Invité ce mercredi matin dans Les 4 Vérités sur France 2, Jean-François Copé, maire LR de Meaux et ancien président de l’UMP, a plaidé pour une candidature unique de la droite et du centre à la présidentielle. S’il estime qu’Édouard Philippe est aujourd’hui « le mieux placé », il refuse encore de lui apporter officiellement son soutien.
« J’ai un combat très simple : c’est qu’il n’y ait qu’un seul candidat », a déclaré Jean-François Copé. Selon lui, les candidats les moins bien placés à l’automne devront accepter de se retirer afin d’éviter une dispersion des voix. Il redoute qu’une multiplication des candidatures n’ouvre la voie à un second tour opposant les extrêmes.
Philippe, Retailleau et Attal « de plus en plus proches »
L’ancien patron de l’UMP estime par ailleurs que les programmes d’Édouard Philippe, Bruno Retailleau et Gabriel Attal se rapprochent fortement. Baisse des dépenses publiques, refus d’augmenter les impôts, réforme des retraites ou encore fermeté sur l’ordre : « Ça commence à faire pas mal », a-t-il résumé. Sur l’immigration, il appelle cependant à éviter les positions excessives, rappelant que certains secteurs, notamment la santé, ont besoin de travailleurs étrangers.

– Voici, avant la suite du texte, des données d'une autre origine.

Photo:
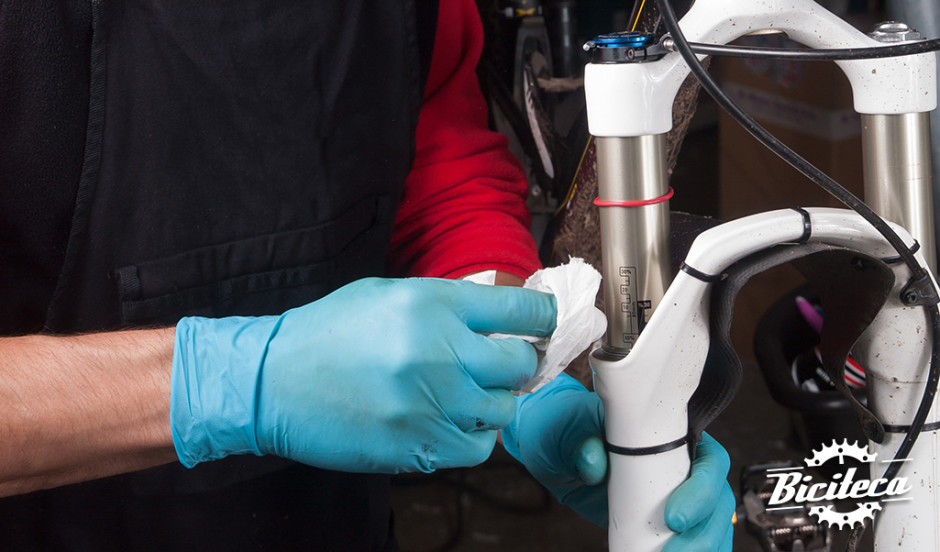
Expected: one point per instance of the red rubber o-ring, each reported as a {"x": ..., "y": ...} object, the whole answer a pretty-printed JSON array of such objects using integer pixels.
[{"x": 637, "y": 203}]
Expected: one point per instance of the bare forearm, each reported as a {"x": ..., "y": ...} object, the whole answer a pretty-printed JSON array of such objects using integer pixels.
[{"x": 83, "y": 407}]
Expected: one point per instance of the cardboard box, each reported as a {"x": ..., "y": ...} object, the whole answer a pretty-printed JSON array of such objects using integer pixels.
[{"x": 806, "y": 105}]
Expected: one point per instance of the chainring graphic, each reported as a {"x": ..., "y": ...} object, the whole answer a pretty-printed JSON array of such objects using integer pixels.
[
  {"x": 840, "y": 451},
  {"x": 843, "y": 520},
  {"x": 865, "y": 510}
]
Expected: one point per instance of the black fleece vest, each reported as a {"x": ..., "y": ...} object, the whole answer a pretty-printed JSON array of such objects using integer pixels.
[{"x": 164, "y": 158}]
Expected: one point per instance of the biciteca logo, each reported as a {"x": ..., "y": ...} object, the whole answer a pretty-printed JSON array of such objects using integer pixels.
[{"x": 795, "y": 486}]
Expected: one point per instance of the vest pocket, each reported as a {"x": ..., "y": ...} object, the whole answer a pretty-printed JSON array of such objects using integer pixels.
[{"x": 265, "y": 274}]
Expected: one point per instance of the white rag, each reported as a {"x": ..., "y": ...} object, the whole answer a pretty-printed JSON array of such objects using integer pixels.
[{"x": 579, "y": 322}]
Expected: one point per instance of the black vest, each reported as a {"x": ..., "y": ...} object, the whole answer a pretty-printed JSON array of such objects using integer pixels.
[{"x": 164, "y": 158}]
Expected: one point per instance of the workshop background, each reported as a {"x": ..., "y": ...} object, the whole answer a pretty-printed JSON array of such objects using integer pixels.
[{"x": 531, "y": 75}]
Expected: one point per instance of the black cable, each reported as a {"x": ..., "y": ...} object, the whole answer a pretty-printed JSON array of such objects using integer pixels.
[
  {"x": 809, "y": 54},
  {"x": 781, "y": 149},
  {"x": 843, "y": 195}
]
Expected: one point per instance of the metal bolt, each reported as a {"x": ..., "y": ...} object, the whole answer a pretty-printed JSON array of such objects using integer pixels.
[{"x": 894, "y": 31}]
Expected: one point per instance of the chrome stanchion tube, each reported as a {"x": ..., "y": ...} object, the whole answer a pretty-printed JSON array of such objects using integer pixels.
[
  {"x": 897, "y": 165},
  {"x": 634, "y": 238}
]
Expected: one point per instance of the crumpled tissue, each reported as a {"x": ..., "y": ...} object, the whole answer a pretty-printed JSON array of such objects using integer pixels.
[{"x": 579, "y": 322}]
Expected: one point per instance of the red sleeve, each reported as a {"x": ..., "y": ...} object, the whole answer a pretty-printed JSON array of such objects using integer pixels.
[{"x": 463, "y": 208}]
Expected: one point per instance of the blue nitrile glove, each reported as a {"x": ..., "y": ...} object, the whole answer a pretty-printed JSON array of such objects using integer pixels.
[
  {"x": 380, "y": 376},
  {"x": 700, "y": 510},
  {"x": 556, "y": 434}
]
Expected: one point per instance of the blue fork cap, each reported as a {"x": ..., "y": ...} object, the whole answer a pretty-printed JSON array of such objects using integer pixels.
[{"x": 625, "y": 39}]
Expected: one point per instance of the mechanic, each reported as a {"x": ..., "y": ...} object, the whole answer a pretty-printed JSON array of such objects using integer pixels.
[{"x": 195, "y": 200}]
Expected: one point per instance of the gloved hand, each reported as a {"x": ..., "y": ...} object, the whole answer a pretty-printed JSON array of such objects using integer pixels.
[
  {"x": 700, "y": 510},
  {"x": 380, "y": 376},
  {"x": 556, "y": 434}
]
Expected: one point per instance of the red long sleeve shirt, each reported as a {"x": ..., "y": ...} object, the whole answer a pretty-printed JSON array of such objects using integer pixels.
[{"x": 463, "y": 209}]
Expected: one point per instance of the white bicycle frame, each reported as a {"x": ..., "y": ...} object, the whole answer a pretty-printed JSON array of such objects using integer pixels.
[{"x": 646, "y": 379}]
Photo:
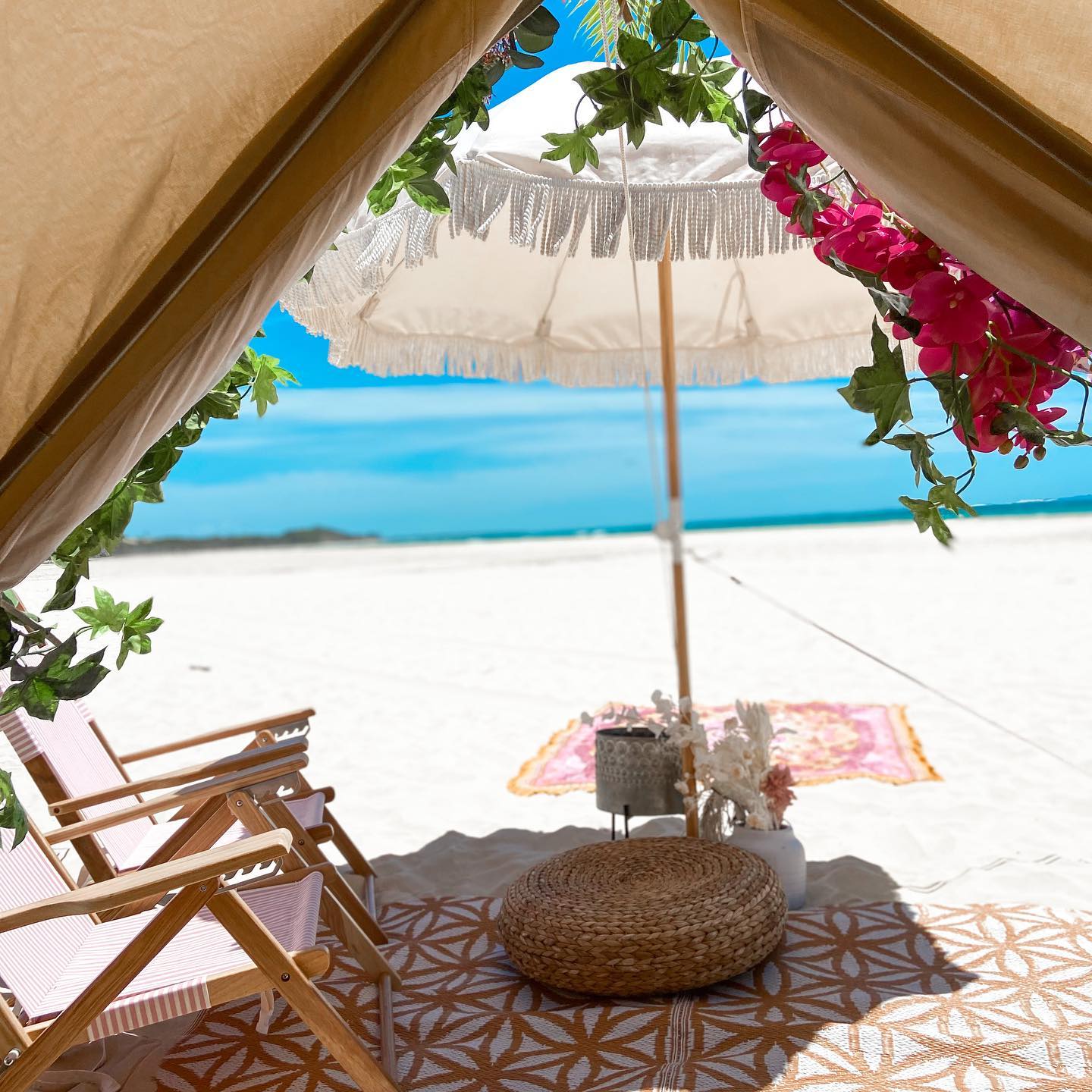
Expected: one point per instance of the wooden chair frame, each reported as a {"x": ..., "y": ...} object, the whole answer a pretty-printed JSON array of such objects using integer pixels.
[
  {"x": 249, "y": 793},
  {"x": 30, "y": 1051},
  {"x": 294, "y": 725}
]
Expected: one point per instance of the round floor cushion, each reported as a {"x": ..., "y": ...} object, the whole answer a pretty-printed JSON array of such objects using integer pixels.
[{"x": 652, "y": 915}]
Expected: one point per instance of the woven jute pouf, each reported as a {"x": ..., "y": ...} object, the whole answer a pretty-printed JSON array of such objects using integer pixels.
[{"x": 652, "y": 915}]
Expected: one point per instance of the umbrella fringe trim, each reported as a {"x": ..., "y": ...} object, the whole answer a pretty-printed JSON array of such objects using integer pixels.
[
  {"x": 473, "y": 359},
  {"x": 705, "y": 221}
]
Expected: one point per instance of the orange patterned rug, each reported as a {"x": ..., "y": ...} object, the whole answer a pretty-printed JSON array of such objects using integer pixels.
[
  {"x": 886, "y": 998},
  {"x": 826, "y": 742}
]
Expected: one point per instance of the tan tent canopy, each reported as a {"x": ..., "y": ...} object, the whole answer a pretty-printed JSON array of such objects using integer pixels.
[
  {"x": 168, "y": 171},
  {"x": 973, "y": 119},
  {"x": 169, "y": 168}
]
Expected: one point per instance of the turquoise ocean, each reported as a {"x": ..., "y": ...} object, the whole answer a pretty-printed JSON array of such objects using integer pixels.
[{"x": 412, "y": 459}]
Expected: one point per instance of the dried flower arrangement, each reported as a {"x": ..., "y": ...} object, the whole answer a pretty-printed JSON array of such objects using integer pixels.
[
  {"x": 742, "y": 784},
  {"x": 739, "y": 782}
]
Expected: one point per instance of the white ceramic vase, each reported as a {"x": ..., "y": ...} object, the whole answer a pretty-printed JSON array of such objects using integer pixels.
[{"x": 783, "y": 852}]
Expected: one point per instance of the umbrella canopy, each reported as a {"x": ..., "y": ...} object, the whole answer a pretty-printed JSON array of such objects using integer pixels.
[{"x": 546, "y": 258}]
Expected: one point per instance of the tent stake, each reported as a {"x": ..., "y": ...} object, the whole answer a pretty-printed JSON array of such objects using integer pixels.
[{"x": 675, "y": 516}]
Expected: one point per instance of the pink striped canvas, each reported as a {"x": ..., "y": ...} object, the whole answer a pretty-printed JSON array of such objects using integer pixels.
[
  {"x": 80, "y": 764},
  {"x": 49, "y": 965}
]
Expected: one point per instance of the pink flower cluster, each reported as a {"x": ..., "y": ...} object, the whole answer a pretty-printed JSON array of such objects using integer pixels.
[{"x": 1008, "y": 355}]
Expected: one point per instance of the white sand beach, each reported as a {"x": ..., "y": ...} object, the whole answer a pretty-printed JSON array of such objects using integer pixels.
[{"x": 438, "y": 670}]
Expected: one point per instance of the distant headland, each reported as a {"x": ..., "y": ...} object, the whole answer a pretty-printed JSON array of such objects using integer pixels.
[{"x": 306, "y": 536}]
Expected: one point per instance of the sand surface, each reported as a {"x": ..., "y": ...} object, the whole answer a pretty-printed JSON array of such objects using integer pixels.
[{"x": 438, "y": 670}]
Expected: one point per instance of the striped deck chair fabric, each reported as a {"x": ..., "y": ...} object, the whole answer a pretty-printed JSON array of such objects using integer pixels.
[
  {"x": 49, "y": 965},
  {"x": 82, "y": 764}
]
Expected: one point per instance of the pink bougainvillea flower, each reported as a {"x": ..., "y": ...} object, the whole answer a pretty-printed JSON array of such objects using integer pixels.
[
  {"x": 787, "y": 144},
  {"x": 1022, "y": 331},
  {"x": 865, "y": 241},
  {"x": 778, "y": 789},
  {"x": 1046, "y": 416},
  {"x": 823, "y": 223},
  {"x": 777, "y": 187},
  {"x": 950, "y": 310},
  {"x": 910, "y": 261},
  {"x": 936, "y": 359},
  {"x": 983, "y": 441}
]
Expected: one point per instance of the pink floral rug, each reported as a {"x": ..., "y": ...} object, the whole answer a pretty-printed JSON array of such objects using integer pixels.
[{"x": 829, "y": 742}]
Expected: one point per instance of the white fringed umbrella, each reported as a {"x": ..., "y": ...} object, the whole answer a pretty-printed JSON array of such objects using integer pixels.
[{"x": 538, "y": 275}]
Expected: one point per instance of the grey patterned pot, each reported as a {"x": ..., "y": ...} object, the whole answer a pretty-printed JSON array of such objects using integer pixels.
[{"x": 635, "y": 774}]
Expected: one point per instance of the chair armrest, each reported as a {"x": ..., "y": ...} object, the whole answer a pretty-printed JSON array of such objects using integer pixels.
[
  {"x": 282, "y": 772},
  {"x": 233, "y": 764},
  {"x": 158, "y": 879},
  {"x": 251, "y": 727}
]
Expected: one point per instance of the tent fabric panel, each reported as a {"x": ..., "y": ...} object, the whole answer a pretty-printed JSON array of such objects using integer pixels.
[
  {"x": 943, "y": 141},
  {"x": 115, "y": 130},
  {"x": 171, "y": 362}
]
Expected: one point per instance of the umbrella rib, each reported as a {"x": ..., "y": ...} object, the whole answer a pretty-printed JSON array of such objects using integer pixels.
[{"x": 543, "y": 329}]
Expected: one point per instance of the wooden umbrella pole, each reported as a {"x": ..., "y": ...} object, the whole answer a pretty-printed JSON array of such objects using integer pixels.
[{"x": 675, "y": 516}]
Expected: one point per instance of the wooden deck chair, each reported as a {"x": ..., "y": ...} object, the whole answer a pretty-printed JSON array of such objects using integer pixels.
[
  {"x": 80, "y": 778},
  {"x": 233, "y": 806},
  {"x": 77, "y": 977},
  {"x": 295, "y": 724}
]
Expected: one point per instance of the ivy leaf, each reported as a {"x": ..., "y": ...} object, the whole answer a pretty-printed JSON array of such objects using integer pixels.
[
  {"x": 756, "y": 106},
  {"x": 117, "y": 513},
  {"x": 431, "y": 196},
  {"x": 541, "y": 22},
  {"x": 12, "y": 816},
  {"x": 956, "y": 400},
  {"x": 577, "y": 148},
  {"x": 601, "y": 86},
  {"x": 9, "y": 638},
  {"x": 928, "y": 518},
  {"x": 37, "y": 697},
  {"x": 531, "y": 42},
  {"x": 64, "y": 590},
  {"x": 1015, "y": 417},
  {"x": 921, "y": 454},
  {"x": 880, "y": 388},
  {"x": 524, "y": 60},
  {"x": 268, "y": 374},
  {"x": 945, "y": 495},
  {"x": 218, "y": 404}
]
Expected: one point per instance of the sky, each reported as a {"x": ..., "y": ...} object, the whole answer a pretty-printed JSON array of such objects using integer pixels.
[{"x": 407, "y": 458}]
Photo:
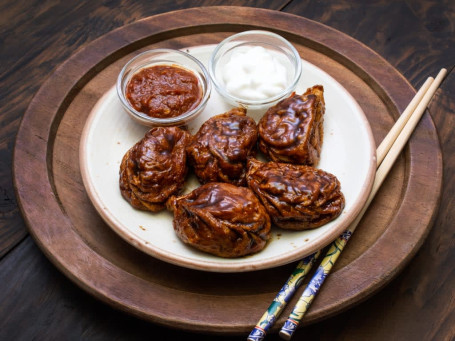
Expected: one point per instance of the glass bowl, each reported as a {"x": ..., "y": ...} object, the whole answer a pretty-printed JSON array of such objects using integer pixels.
[
  {"x": 167, "y": 57},
  {"x": 255, "y": 69}
]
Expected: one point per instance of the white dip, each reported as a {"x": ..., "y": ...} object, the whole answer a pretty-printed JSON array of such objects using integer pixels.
[{"x": 254, "y": 73}]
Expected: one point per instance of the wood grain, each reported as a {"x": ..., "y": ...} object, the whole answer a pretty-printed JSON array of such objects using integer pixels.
[{"x": 416, "y": 305}]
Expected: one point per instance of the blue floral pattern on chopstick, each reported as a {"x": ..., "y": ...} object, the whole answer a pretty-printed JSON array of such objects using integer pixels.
[
  {"x": 312, "y": 288},
  {"x": 282, "y": 298}
]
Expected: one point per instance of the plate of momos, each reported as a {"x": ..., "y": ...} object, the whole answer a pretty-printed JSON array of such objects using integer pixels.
[{"x": 263, "y": 203}]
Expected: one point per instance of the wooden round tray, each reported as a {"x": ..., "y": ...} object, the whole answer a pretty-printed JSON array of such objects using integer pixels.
[{"x": 68, "y": 229}]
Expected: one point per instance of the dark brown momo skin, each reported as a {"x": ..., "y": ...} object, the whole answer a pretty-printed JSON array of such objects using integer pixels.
[
  {"x": 292, "y": 130},
  {"x": 154, "y": 168},
  {"x": 219, "y": 150},
  {"x": 297, "y": 197},
  {"x": 221, "y": 219}
]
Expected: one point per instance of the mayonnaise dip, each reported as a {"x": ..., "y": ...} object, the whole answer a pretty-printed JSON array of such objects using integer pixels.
[{"x": 254, "y": 73}]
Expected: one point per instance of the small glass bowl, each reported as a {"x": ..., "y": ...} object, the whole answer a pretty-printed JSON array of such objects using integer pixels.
[
  {"x": 279, "y": 47},
  {"x": 163, "y": 57}
]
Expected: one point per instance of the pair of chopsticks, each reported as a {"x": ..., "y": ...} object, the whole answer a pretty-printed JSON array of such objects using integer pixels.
[{"x": 386, "y": 155}]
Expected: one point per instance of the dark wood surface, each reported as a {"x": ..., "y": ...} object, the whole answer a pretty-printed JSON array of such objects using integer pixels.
[{"x": 37, "y": 301}]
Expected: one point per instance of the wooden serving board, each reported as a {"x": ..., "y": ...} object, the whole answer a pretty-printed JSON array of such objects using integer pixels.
[{"x": 67, "y": 228}]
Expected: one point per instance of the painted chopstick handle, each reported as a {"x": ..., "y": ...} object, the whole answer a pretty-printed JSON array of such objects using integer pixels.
[
  {"x": 282, "y": 298},
  {"x": 312, "y": 288}
]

Jean-François Copé a également rejeté la proposition du RN d’interdire le voile dans l’espace public. Celui qui avait porté la loi interdisant la dissimulation du visage estime qu’une telle mesure serait désormais « impraticable » et contraire à la Constitution. « On ne va pas envoyer les carabiniers pour arracher les voiles », a-t-il lancé, jugeant la proposition « absurde ».
Enfin, interrogé sur Patrick Bruel et les maires ayant voulu empêcher ses concerts, Jean-François Copé a défendu la présomption d’innocence. « Tant qu’une personne n’est pas condamnée, elle est réputée innocente », a-t-il rappelé, affirmant qu’il n’aurait pas interdit à l’artiste de se produire à Meaux avant une décision définitive de justice.